Budaya politik Indonesia kontemporer sangat dipengaruhi oleh filosofi pewayangan. Para politikus dan pejabat mengambil cerita dan karakter dalam pewayangan sebabagi filosofi politik. Banyak di antara para elite politik dan birokrasi yang mengidentifikasikan dirinya dengan tokoh wayang tertentu.

Umumnya yang diambil sebagai idola adalah para kesatria seperti Puntadewa yang dianggap sebagai simbol kesatria yang jujur dan bijaksana.

Bimasena, adik Puntadewa, banyak sekali diidolakan oleh para pejabat karena penampilan fisiknya yang tinggi besar dan gagah perkasa.
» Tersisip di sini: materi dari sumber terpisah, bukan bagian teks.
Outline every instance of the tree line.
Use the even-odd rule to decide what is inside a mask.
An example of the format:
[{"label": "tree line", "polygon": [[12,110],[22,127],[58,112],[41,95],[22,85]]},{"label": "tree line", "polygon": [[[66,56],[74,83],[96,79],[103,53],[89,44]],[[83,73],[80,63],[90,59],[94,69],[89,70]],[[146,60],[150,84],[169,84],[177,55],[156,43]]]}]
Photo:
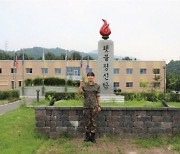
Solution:
[{"label": "tree line", "polygon": [[[0,60],[13,60],[15,57],[15,54],[16,54],[15,52],[8,54],[4,51],[0,51]],[[65,60],[66,59],[65,53],[62,53],[61,55],[57,56],[51,52],[47,52],[44,55],[45,55],[45,60]],[[17,53],[18,59],[22,59],[22,57],[23,57],[23,53]],[[72,54],[69,54],[67,56],[67,60],[81,60],[81,58],[83,58],[83,60],[88,60],[88,59],[94,60],[94,58],[91,57],[90,55],[86,55],[82,57],[82,55],[79,52],[73,52]],[[24,53],[24,59],[25,60],[42,60],[42,56],[38,56],[34,58]]]}]

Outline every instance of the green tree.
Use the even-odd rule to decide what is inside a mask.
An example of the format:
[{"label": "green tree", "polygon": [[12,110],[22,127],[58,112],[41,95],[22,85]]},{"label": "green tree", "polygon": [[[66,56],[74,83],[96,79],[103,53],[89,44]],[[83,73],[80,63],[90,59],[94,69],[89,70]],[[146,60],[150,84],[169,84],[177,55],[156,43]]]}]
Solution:
[{"label": "green tree", "polygon": [[80,60],[81,59],[81,55],[79,52],[73,52],[71,54],[71,57],[73,58],[73,60]]},{"label": "green tree", "polygon": [[46,60],[55,60],[56,56],[53,53],[48,52],[48,53],[45,54],[45,59]]},{"label": "green tree", "polygon": [[84,60],[88,60],[88,58],[89,58],[89,60],[94,60],[94,58],[92,58],[92,57],[89,56],[89,55],[83,57]]},{"label": "green tree", "polygon": [[166,87],[168,90],[180,91],[180,75],[167,73]]},{"label": "green tree", "polygon": [[171,60],[167,64],[167,73],[179,74],[180,75],[180,60]]},{"label": "green tree", "polygon": [[65,60],[66,54],[62,53],[58,58],[59,58],[58,60]]},{"label": "green tree", "polygon": [[[20,53],[19,55],[18,55],[18,59],[21,59],[22,60],[22,57],[23,57],[23,53]],[[29,57],[28,57],[28,55],[25,53],[24,54],[24,59],[25,60],[29,60]]]}]

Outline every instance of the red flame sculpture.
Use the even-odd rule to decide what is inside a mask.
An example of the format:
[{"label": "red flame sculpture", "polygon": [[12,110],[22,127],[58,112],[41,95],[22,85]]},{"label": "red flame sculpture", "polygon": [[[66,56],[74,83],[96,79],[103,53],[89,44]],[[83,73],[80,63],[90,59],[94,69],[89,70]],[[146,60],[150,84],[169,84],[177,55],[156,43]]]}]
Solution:
[{"label": "red flame sculpture", "polygon": [[109,24],[107,24],[107,21],[104,19],[102,20],[104,21],[104,24],[100,29],[100,34],[102,35],[103,39],[107,40],[111,34],[111,30],[109,29]]}]

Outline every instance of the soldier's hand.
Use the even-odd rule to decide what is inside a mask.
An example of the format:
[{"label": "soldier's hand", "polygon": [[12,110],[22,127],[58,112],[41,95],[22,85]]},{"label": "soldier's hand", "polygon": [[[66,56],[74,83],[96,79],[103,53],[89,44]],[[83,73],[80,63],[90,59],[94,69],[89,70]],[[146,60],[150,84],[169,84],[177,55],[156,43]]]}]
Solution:
[{"label": "soldier's hand", "polygon": [[83,83],[84,83],[84,82],[83,82],[83,80],[80,80],[80,86],[82,86],[82,85],[83,85]]},{"label": "soldier's hand", "polygon": [[100,106],[98,106],[98,112],[100,112],[101,111],[101,107]]}]

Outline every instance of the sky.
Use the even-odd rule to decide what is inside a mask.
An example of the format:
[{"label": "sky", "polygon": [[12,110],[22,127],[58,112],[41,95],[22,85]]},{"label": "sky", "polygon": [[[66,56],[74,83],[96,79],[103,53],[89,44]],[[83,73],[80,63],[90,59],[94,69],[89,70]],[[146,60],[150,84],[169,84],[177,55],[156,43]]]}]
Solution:
[{"label": "sky", "polygon": [[0,49],[97,50],[102,19],[115,55],[180,60],[180,0],[0,0]]}]

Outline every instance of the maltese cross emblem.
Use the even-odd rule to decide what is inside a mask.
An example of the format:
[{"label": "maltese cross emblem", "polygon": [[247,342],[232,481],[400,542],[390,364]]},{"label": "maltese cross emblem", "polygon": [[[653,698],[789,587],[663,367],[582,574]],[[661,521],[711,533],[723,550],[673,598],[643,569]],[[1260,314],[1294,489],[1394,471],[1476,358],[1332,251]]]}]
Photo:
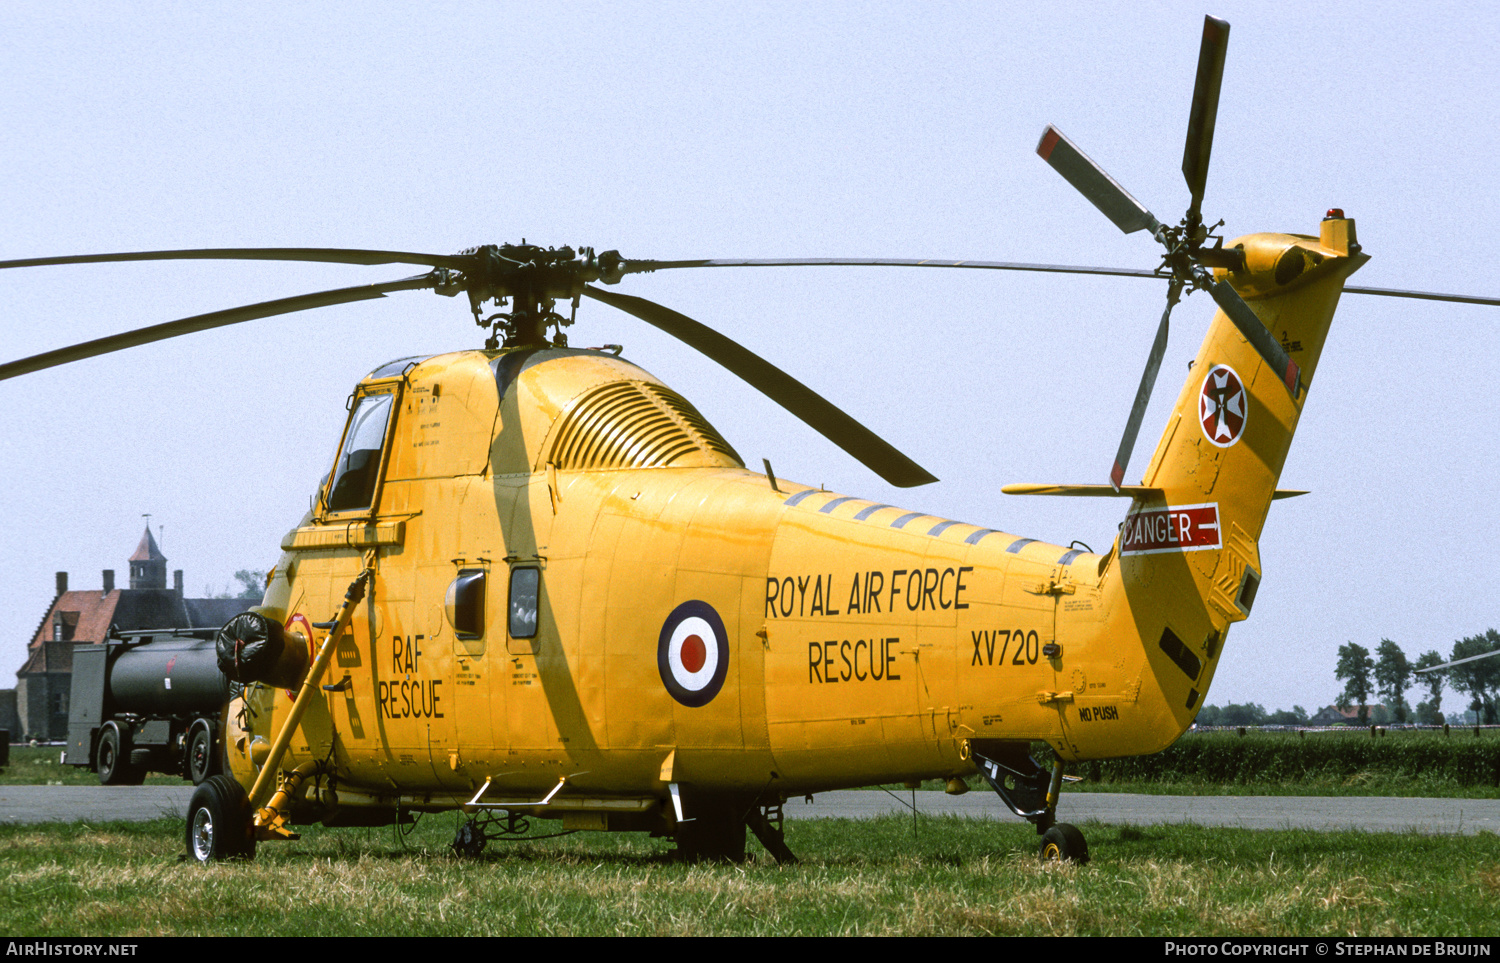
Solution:
[{"label": "maltese cross emblem", "polygon": [[1198,392],[1198,421],[1204,437],[1220,448],[1239,441],[1248,407],[1240,376],[1228,365],[1214,365]]}]

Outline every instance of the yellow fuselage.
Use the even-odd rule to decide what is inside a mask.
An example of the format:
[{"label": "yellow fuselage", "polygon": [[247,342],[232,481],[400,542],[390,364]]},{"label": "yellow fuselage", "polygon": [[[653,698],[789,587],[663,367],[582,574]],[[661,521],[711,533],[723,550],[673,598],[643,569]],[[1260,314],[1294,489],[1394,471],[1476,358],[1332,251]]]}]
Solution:
[{"label": "yellow fuselage", "polygon": [[[1250,276],[1232,278],[1296,344],[1304,384],[1364,260],[1340,231],[1246,238]],[[1277,288],[1289,250],[1308,268]],[[1248,404],[1232,430],[1204,427],[1219,366]],[[536,800],[567,777],[581,809],[674,782],[792,795],[961,775],[989,740],[1066,759],[1164,748],[1253,603],[1306,397],[1216,318],[1101,556],[773,483],[599,352],[413,360],[356,402],[371,394],[393,396],[372,503],[332,510],[325,486],[262,609],[316,646],[314,624],[373,569],[281,767],[326,761],[345,806],[449,806],[487,781],[486,798]],[[453,614],[465,573],[483,576],[480,631]],[[255,685],[247,702],[230,757],[249,785],[290,698]]]}]

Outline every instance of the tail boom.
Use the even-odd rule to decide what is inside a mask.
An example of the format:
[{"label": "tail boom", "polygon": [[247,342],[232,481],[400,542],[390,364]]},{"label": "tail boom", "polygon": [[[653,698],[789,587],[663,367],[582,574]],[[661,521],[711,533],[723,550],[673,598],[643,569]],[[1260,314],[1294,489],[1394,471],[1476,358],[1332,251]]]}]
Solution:
[{"label": "tail boom", "polygon": [[[1083,677],[1119,680],[1111,684],[1134,703],[1128,732],[1107,737],[1082,724],[1096,715],[1087,706],[1065,713],[1078,758],[1157,752],[1197,715],[1229,626],[1254,605],[1260,533],[1344,281],[1368,260],[1342,216],[1325,219],[1318,237],[1254,234],[1233,246],[1245,269],[1219,269],[1218,280],[1295,363],[1300,390],[1290,392],[1286,372],[1216,314],[1103,562],[1108,617],[1074,626],[1079,637],[1064,643]],[[1060,640],[1068,630],[1059,613]]]}]

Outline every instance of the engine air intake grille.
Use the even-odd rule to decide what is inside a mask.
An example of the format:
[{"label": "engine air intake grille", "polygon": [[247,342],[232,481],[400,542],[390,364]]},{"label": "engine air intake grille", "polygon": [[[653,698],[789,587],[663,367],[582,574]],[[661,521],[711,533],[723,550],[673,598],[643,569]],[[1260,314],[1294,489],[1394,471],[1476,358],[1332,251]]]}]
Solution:
[{"label": "engine air intake grille", "polygon": [[744,466],[686,398],[639,381],[601,385],[575,401],[547,461],[563,470]]}]

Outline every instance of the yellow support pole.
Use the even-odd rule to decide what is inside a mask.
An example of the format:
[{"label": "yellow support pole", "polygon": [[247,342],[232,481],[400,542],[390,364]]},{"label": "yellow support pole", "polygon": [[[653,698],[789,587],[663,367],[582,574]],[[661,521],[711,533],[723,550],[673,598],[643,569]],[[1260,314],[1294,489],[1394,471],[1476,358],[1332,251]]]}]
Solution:
[{"label": "yellow support pole", "polygon": [[[366,568],[353,582],[349,583],[349,591],[344,595],[344,606],[339,609],[333,629],[323,640],[323,646],[318,650],[318,657],[313,661],[312,668],[307,670],[307,677],[302,680],[302,688],[298,690],[297,698],[292,702],[292,711],[287,715],[286,721],[281,724],[281,731],[276,734],[276,741],[271,744],[271,754],[266,757],[265,763],[261,766],[260,775],[255,777],[255,786],[250,790],[252,806],[255,805],[257,799],[265,797],[266,790],[275,779],[281,759],[286,755],[287,747],[292,743],[292,733],[297,731],[297,726],[302,721],[302,713],[307,710],[308,702],[318,691],[318,686],[323,681],[323,673],[328,670],[328,663],[333,661],[333,651],[338,644],[338,638],[349,627],[349,620],[354,617],[355,606],[365,597],[365,583],[373,574],[372,569]],[[258,809],[255,813],[255,825],[257,828],[269,826],[278,815],[271,806]]]}]

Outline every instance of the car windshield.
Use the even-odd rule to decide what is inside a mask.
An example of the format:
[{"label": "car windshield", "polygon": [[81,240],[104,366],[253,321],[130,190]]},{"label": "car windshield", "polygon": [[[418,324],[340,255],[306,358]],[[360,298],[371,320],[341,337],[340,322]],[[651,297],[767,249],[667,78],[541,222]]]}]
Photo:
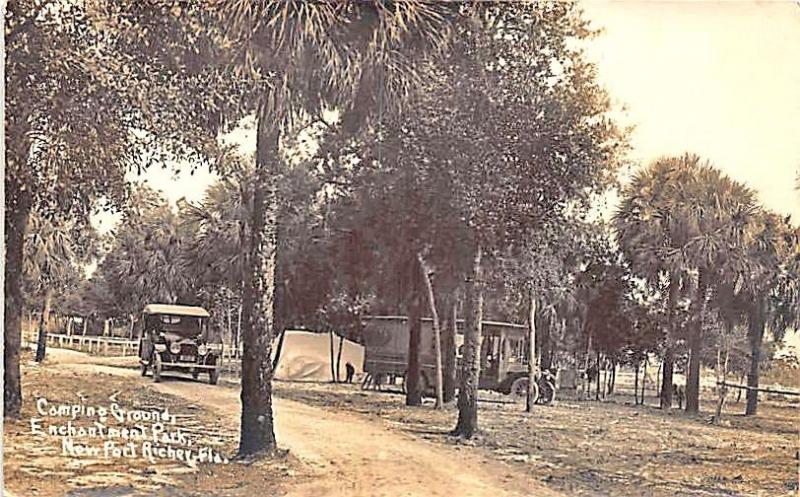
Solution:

Arjuna sangat banyak diidolakan karena wajahnya yang sangat tampan dan kemahirannya dalam peperangan.

Figur kesatria lain yang paling banyak diidolakan adalah Gatutkaca, putra Bimasena, yang punya kesaktian tinggi dan bisa terbang seperti superman. Gatotkaca sangat kuat dan kebal senjata, dan fisiknya sangat tangguh sehingga disebut ‘’otot kawat balung wesi’’, berotot kawat dan bertulang besi.

Banyak elite politik yang memajang wayang idolanya di dinding ruang tamu atau di ruang kerja mereka. Makin sakti tokoh wayang yang diidolakan, makin banggalah sang pejabat dengan identifikasinya.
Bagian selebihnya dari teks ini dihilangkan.